ブック・レビュー 『永遠の手』

『永遠の手』
鈴木 義明
日本福音自由教会協議会 上田福音自由教会牧師教会形成青年宣教支援ミニストリー(日韓宣教協力)副代表

自殺志願者から讃美する者へ 本書は、自らが何度か死を見つめて格闘して、そこに神の御手の中に自分を再発見した著者の記録です。

 私が著者の向日さんとお会いしたのは讃美の奉仕者として、教会にお迎えした時でした。その讃美は、心からほとばしり出た神への讃美です。熱心に信徒たちのために聖歌隊のご指導をしてくださり、また私が近畿福音放送伝道協力会の委員長を担っていた中で、関西の諸教会に紹介させていただきました。期待に応えて多くの教会に讃美の素晴らしさを、信仰の表現として讃美の方法を教えられ、活躍してくださいました。

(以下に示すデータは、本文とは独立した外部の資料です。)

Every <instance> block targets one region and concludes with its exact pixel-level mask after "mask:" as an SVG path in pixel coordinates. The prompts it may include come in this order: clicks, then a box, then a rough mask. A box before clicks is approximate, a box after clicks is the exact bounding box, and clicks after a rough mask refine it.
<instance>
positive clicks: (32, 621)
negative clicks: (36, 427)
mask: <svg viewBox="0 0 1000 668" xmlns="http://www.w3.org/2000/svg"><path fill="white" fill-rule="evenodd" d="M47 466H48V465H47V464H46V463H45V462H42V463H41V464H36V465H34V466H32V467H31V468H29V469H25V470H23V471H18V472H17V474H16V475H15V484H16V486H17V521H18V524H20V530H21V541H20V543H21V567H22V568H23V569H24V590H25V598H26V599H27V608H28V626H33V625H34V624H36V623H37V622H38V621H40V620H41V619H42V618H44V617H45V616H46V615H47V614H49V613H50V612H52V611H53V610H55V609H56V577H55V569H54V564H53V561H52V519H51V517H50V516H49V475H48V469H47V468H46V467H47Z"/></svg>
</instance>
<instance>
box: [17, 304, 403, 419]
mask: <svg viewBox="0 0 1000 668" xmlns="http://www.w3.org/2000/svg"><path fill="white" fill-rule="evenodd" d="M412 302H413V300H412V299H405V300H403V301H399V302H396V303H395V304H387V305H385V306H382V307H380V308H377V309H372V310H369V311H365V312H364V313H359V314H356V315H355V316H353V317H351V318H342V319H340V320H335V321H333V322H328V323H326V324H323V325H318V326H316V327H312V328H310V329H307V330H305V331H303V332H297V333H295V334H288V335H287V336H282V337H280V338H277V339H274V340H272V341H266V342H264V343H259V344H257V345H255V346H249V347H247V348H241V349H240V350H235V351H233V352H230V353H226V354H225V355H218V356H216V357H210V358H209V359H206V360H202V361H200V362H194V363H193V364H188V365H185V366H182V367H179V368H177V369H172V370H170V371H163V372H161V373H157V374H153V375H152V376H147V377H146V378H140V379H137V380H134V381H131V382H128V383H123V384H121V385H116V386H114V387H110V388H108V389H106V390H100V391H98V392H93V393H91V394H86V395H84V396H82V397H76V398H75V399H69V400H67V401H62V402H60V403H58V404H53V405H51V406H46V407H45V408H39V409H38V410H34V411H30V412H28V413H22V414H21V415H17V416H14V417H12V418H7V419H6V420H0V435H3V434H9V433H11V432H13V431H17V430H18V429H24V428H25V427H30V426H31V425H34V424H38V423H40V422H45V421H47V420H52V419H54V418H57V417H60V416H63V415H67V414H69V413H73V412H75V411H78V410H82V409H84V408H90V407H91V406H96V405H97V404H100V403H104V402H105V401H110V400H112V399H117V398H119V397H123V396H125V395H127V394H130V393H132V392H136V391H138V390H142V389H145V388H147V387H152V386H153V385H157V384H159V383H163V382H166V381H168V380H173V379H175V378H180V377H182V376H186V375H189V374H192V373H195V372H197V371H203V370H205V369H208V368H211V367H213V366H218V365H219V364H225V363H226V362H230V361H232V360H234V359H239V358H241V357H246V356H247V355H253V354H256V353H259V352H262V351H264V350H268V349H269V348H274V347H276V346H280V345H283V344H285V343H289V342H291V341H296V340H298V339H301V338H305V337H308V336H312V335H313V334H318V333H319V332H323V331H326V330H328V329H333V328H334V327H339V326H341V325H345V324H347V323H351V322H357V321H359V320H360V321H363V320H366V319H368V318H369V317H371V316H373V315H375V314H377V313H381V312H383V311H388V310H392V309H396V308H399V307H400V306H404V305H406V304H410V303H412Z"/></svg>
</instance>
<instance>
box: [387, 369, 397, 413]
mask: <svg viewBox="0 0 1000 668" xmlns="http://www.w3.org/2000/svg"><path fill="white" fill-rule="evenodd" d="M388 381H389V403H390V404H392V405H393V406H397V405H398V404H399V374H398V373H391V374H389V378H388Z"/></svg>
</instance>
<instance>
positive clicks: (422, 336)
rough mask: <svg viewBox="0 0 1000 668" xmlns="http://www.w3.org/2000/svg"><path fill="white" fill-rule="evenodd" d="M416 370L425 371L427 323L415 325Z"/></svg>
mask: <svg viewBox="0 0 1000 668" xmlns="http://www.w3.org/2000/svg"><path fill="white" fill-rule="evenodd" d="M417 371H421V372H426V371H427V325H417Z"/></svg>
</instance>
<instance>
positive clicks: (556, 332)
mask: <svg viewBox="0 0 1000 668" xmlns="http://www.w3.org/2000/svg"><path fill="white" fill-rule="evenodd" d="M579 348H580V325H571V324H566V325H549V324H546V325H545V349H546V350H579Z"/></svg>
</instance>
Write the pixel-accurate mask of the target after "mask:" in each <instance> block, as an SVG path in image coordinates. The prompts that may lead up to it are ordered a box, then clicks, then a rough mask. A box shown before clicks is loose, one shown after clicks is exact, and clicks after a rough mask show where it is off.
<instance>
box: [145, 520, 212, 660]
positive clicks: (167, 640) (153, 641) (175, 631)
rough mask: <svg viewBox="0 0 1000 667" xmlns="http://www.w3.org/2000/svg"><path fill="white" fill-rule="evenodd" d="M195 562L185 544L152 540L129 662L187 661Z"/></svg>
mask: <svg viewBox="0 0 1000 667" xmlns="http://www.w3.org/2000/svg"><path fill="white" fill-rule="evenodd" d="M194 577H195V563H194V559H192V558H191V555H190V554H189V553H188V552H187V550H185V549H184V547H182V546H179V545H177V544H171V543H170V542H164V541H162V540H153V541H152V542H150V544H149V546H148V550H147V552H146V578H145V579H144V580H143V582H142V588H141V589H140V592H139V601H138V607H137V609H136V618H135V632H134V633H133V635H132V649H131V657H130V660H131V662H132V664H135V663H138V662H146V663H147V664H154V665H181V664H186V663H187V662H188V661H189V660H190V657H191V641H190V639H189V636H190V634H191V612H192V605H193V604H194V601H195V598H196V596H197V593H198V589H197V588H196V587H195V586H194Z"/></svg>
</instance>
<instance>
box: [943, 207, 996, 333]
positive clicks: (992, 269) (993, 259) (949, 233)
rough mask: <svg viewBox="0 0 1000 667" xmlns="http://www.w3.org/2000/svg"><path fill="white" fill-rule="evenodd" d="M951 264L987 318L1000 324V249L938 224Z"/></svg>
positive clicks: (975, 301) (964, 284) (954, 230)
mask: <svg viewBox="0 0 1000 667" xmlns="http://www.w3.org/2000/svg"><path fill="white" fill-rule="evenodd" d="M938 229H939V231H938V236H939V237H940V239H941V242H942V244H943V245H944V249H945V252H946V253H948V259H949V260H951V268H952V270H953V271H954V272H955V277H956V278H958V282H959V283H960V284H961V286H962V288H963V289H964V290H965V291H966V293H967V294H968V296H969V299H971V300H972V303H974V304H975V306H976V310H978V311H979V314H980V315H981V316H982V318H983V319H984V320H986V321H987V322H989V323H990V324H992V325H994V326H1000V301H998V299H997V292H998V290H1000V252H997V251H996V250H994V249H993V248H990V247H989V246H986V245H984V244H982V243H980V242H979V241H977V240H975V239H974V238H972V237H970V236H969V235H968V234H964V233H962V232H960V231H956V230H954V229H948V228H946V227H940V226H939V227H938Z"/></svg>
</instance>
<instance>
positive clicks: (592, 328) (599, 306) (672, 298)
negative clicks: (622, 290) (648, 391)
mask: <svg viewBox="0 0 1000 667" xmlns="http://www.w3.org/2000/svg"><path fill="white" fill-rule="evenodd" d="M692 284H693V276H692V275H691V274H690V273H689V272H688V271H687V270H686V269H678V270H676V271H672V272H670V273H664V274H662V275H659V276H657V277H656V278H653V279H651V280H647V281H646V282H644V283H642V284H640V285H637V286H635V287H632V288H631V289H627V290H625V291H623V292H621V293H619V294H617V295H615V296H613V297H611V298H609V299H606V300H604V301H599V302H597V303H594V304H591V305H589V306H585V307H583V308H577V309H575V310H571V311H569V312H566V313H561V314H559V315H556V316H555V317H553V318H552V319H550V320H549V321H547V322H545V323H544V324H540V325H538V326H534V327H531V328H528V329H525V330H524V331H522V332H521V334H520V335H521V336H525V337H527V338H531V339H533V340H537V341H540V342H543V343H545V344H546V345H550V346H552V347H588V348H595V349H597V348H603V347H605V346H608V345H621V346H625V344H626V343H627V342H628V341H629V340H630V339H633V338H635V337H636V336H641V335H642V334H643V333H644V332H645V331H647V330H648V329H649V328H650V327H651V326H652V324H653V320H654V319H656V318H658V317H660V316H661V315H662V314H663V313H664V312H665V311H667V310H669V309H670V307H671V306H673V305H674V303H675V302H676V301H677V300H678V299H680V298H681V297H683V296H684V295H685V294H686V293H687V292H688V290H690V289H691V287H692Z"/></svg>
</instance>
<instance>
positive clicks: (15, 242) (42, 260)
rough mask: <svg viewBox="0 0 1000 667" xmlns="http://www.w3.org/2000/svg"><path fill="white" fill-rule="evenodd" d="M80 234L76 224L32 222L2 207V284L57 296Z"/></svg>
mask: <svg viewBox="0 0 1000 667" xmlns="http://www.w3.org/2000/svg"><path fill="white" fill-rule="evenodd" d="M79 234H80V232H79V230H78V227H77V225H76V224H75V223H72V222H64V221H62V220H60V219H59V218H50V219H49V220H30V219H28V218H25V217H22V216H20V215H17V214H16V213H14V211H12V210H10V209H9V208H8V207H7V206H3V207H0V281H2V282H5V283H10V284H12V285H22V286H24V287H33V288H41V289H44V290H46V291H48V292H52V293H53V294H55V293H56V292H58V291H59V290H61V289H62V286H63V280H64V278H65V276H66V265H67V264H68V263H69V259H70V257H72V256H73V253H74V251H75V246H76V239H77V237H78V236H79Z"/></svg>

 著者が自分の中の闇や家族関係の葛藤、そして成長して行く過程での自分との出会いの中で、自分を見失い、幾度か摂食障害、失声、そして自殺を願い、もがいた記録が本書には記されています。それは、再び自分を神の御手の中で見出された記録です。

 向日さんの音楽は実体験の証の音楽です。非常に澄んで美しい声と同時に証に裏付けられた強さと広がりがあります。

 本書の構成は、ご自分の成長記録の形をとっており、クリスチャン家庭に生まれ、しかし、特に父親との関係で、父を尊敬しつつも非常に心傷つき、葛藤しながら子供時代、思春期、そして音楽大学へ進む様子が書かれています。そして感受性の強かった著者は、真剣に真理や真実な愛を追い求め、裏切られ、拒食症になって追い込まれて行くのでした。

 また「愛を受け止める腕が自分にはない、愛が注がれてもそれを受け止められない自分」と非常に苦しいところを通られています。そして卒業後、スイスの真っ暗闇のピラトゥス山の山中で自殺を実行しようとしましたが光なる神に出会い、闇から救い出されたのです。

 闇の中から聖書の御言葉が次から次へと語られ、また十字架の思いがくり返されて迫って来たそうです。

 本書には、葛藤する心の動きの詳細な記録があるので、実に多くの悩みある者の助けとなると思います。